Amino sorbents for capturing of co2 from gas streams
Abstract
A method for separating gaseous carbon dioxide from a gas mixture, preferably from at least one of ambient atmospheric air (1), flue gas and biogas, by cyclic adsorption/desorption using a sorbent material (3), wherein the method comprises at least the following sequential and in this sequence repeating steps (a)-(e):(a) contacting said gas mixture (1) with the sorbent material (3) to allow gaseous carbon dioxide to adsorb;(b) isolating said sorbent material (3) from said flow-through;(c) inducing an increase of the temperature of the sorbent material (3);(d) extracting at least the desorbed gaseous carbon dioxide from the unit (8) and separating gaseous carbon dioxide from steam in or downstream of the unit (8);(e) bringing the sorbent material (3) to ambient atmospheric conditions;wherein said sorbent material (3) comprises primary and/or secondary amine moieties immobilized on a solid support, wherein the amine moieties, in the α-carbon position, are substituted by one hydrogen and one non-hydrogen substituent (R).
Claims
exact text as granted — not AI-modified1 . A method for separating gaseous carbon dioxide from a gas mixture,
said gas mixture containing said gaseous carbon dioxide as well as further gases different from gaseous carbon dioxide, by cyclic adsorption/desorption using a sorbent material adsorbing said gaseous carbon dioxide in a unit, wherein said method comprises at least the following sequential and in this sequence repeating steps (a)-(e): (a) contacting said gas mixture with said sorbent material to allow at least said gaseous carbon dioxide to adsorb on the sorbent material by flow-through through said unit under ambient atmospheric pressure conditions and ambient atmospheric temperature conditions in an adsorption step; (b) isolating said sorbent material with adsorbed carbon dioxide in said unit from said flow-through; (c) inducing an increase of the temperature of the sorbent material to a temperature starting desorption of CO2; (d) extracting at least desorbed gaseous carbon dioxide from the unit and separating gaseous carbon dioxide from steam in or downstream of said unit; (e) bringing the sorbent material to ambient atmospheric temperature conditions; wherein said sorbent material comprises at least one of primary and secondary amine moieties immobilized on a solid support, wherein said amine moieties, in the α-carbon position, are substituted by one hydrogen and one non-hydrogen substituent.

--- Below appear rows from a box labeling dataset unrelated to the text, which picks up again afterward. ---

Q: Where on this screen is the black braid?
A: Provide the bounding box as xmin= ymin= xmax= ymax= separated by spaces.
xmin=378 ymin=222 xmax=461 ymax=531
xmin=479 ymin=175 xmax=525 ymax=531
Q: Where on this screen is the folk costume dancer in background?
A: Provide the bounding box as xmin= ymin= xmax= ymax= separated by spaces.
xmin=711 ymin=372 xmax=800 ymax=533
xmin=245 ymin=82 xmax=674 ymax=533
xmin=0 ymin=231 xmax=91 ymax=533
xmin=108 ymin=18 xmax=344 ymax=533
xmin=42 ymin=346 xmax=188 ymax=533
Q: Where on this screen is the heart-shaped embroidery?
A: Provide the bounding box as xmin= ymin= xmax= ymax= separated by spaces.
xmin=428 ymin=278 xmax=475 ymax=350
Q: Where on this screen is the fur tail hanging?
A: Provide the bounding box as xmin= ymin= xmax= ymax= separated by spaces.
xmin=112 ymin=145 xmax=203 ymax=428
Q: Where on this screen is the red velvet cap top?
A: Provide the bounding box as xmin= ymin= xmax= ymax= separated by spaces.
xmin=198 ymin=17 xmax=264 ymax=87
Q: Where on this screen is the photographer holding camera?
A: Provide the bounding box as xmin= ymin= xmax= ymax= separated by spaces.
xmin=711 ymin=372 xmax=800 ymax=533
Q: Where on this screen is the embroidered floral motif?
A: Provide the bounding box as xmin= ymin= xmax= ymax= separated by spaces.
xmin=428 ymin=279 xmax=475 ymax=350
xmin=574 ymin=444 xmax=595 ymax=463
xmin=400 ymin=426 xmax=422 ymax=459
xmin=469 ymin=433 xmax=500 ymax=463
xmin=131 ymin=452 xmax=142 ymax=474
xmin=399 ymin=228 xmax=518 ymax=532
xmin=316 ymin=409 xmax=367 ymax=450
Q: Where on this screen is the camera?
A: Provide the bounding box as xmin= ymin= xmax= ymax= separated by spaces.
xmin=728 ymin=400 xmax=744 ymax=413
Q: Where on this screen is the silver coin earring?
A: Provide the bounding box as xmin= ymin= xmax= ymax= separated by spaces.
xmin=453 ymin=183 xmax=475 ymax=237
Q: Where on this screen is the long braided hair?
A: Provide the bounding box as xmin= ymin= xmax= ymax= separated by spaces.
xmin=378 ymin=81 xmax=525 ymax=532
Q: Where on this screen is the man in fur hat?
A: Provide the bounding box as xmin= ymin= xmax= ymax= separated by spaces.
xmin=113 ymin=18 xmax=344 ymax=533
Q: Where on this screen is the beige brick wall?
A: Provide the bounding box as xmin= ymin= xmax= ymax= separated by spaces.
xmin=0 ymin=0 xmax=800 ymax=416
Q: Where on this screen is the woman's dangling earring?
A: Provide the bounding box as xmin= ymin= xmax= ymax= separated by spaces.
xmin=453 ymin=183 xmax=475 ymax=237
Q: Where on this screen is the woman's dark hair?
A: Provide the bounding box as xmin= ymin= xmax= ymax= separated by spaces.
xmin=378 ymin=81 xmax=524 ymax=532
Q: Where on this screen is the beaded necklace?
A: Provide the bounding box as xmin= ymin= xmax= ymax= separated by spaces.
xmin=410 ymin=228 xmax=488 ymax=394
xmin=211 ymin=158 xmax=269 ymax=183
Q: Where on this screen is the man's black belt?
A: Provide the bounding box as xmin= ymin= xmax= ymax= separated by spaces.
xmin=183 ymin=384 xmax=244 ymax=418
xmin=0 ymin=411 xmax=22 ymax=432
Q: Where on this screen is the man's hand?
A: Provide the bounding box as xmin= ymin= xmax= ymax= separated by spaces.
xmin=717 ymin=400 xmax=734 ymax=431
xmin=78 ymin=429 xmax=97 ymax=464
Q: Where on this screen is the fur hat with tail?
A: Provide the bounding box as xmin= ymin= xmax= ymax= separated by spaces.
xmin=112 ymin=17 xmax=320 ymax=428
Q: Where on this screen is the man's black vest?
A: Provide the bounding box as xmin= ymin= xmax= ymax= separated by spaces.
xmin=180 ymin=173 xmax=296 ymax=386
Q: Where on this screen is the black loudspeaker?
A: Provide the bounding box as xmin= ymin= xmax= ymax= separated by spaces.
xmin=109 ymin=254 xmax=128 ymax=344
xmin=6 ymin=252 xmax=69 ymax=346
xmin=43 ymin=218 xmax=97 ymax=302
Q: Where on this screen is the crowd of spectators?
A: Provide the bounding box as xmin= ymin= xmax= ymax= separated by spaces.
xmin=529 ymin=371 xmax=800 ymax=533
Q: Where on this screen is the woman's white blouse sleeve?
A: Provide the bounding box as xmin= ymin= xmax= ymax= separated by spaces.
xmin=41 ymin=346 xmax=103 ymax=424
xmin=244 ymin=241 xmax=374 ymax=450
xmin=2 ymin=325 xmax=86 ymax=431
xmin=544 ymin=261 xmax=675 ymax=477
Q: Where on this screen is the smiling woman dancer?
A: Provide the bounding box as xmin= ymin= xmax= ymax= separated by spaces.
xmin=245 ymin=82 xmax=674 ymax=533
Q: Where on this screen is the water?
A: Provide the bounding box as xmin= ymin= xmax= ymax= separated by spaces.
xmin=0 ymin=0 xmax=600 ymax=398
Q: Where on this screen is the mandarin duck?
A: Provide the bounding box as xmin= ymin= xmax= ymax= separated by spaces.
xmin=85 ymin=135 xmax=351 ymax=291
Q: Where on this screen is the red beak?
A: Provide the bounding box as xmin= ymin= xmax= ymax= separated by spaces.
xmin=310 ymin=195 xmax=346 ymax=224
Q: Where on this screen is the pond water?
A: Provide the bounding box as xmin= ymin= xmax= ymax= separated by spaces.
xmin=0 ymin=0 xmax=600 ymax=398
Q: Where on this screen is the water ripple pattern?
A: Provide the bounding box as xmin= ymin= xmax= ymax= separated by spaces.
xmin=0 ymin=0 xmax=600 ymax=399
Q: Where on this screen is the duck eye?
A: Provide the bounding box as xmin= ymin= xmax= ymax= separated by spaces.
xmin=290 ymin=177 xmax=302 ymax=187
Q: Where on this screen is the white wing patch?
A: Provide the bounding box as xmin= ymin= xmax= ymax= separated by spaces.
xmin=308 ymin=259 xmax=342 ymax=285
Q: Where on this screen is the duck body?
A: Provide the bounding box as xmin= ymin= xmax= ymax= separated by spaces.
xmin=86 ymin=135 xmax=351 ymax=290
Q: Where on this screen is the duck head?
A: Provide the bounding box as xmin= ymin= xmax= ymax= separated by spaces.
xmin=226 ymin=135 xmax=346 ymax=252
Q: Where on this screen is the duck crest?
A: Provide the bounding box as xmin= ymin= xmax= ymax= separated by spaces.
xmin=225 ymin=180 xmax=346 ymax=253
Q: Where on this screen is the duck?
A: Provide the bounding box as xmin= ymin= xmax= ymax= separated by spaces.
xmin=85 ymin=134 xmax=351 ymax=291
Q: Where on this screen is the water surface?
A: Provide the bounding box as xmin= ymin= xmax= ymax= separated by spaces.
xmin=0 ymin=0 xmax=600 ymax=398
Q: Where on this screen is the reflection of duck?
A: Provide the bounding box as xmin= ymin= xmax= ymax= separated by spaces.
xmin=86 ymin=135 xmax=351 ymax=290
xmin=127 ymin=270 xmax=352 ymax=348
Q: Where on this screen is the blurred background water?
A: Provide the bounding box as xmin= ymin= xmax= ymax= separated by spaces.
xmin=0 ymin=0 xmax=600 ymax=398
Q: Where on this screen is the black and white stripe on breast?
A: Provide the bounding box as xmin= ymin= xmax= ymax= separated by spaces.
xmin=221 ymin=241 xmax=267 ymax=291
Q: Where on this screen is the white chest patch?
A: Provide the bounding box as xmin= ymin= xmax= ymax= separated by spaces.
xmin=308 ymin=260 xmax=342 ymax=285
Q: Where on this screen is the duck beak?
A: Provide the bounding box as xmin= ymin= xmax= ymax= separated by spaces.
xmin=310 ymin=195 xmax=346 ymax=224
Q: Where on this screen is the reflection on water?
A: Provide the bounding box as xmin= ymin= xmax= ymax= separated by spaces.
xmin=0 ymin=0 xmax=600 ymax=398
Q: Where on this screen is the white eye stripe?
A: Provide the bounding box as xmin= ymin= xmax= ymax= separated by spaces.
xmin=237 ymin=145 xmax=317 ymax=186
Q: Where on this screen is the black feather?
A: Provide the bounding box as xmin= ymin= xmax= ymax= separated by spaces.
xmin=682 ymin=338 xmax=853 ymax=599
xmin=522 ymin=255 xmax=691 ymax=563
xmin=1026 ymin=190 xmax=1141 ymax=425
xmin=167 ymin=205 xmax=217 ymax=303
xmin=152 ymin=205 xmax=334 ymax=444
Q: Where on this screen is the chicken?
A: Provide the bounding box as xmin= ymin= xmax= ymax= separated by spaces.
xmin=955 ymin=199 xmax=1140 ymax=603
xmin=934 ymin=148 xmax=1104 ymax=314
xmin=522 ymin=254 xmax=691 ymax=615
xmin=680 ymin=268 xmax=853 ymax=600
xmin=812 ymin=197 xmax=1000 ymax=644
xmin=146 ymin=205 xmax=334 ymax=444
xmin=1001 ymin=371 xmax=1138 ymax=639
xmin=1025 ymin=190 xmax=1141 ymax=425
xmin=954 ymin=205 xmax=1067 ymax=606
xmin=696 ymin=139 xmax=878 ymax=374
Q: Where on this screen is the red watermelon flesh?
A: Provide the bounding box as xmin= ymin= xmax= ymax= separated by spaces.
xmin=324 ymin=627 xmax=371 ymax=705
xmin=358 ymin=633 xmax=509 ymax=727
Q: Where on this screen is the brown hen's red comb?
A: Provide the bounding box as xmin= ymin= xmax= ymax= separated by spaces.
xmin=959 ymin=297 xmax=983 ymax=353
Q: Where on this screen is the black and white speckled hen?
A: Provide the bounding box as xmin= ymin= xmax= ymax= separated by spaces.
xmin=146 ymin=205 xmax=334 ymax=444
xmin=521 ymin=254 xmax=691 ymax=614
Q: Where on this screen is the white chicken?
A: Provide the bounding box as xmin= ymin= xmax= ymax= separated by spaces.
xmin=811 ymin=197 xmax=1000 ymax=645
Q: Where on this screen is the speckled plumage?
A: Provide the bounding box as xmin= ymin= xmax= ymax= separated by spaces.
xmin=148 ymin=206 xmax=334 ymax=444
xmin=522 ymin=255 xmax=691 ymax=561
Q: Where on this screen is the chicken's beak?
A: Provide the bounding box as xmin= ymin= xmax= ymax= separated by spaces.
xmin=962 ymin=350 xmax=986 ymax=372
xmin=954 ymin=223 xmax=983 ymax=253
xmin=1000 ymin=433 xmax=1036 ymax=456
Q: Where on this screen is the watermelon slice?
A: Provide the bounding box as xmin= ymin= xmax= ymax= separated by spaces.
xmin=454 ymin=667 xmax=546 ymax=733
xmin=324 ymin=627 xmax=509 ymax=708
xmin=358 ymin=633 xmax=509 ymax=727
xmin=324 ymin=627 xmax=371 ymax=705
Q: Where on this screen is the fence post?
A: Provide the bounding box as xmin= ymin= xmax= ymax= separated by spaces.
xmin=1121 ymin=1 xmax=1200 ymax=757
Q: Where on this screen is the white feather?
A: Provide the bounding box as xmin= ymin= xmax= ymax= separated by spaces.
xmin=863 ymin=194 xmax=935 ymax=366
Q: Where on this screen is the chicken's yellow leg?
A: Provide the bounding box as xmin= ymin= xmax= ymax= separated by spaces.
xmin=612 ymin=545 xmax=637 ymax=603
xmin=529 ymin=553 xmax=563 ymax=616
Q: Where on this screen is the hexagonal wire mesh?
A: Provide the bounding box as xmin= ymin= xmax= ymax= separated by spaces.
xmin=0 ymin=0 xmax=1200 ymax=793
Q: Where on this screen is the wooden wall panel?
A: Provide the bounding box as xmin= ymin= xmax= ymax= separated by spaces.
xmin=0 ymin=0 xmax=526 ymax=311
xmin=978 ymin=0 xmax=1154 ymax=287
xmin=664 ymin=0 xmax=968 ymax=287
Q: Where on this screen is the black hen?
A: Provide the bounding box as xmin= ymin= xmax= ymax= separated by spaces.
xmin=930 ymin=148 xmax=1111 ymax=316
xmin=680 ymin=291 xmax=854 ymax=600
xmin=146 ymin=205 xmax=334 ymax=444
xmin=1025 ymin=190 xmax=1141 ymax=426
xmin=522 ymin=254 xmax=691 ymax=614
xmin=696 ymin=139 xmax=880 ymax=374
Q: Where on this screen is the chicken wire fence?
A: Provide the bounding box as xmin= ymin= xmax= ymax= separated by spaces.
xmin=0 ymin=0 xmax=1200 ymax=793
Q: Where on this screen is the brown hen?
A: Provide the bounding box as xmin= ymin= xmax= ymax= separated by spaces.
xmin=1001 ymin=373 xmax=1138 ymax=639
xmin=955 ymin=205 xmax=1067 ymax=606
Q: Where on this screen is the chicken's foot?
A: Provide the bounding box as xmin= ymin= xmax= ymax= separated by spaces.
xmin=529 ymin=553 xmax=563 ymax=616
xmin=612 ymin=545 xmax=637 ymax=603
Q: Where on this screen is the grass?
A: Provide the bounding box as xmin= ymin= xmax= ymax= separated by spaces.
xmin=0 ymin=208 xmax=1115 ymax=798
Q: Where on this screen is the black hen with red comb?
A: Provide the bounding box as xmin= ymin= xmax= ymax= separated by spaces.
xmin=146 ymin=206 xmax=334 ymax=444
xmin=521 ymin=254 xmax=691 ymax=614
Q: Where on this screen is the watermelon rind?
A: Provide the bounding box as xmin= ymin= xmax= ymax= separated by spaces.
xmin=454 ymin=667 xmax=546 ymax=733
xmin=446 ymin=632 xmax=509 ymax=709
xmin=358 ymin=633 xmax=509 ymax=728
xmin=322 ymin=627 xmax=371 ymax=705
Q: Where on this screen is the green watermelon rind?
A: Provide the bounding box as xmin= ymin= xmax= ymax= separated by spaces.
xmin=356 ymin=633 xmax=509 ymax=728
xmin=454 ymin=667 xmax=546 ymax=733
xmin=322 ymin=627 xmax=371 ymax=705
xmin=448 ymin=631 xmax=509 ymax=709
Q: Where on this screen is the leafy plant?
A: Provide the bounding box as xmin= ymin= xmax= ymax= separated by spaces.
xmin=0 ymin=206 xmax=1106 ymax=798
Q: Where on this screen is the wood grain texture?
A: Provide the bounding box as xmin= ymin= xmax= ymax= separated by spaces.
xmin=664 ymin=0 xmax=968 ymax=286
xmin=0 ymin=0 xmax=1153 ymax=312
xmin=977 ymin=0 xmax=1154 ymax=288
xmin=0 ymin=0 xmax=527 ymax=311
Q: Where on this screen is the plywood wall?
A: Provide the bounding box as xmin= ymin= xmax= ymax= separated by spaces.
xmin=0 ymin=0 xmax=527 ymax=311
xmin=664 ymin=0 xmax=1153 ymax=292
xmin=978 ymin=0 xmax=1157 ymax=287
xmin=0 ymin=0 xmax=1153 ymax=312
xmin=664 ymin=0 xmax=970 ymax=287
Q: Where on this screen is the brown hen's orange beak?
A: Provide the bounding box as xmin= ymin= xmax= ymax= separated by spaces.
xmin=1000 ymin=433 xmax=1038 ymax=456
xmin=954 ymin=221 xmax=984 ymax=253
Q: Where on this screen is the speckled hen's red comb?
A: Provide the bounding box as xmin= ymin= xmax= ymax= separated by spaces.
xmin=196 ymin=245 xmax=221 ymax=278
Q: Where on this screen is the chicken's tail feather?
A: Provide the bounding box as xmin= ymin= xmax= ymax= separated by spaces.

2 . The method according to claim 1 , wherein the non-hydrogen substituent is selected from the group consisting of alkyl, alkenyl, arylalkyl, C(O)COR 2 , —SR 2 , —NR 2 R 2 , —OC(O)R 2 , —NR 2 C(O)R 2 , —OH, —SH, —OR 2 , and —C(O)NR 2 R 2 , wherein each R 2 is independently H or C1 to C10 alkyl or alkenyl.
3 . The method according to claim 1 , wherein the non-hydrogen substituent is selected from the group of methyl or ethyl.
4 . The method according to claim 1 , wherein the sorbent material comprises primary α-methylbenzylamine moieties.
5 . The method according to claim 1 , wherein the solid support of the sorbent material is a porous or non-porous material based on an organic and/or inorganic material.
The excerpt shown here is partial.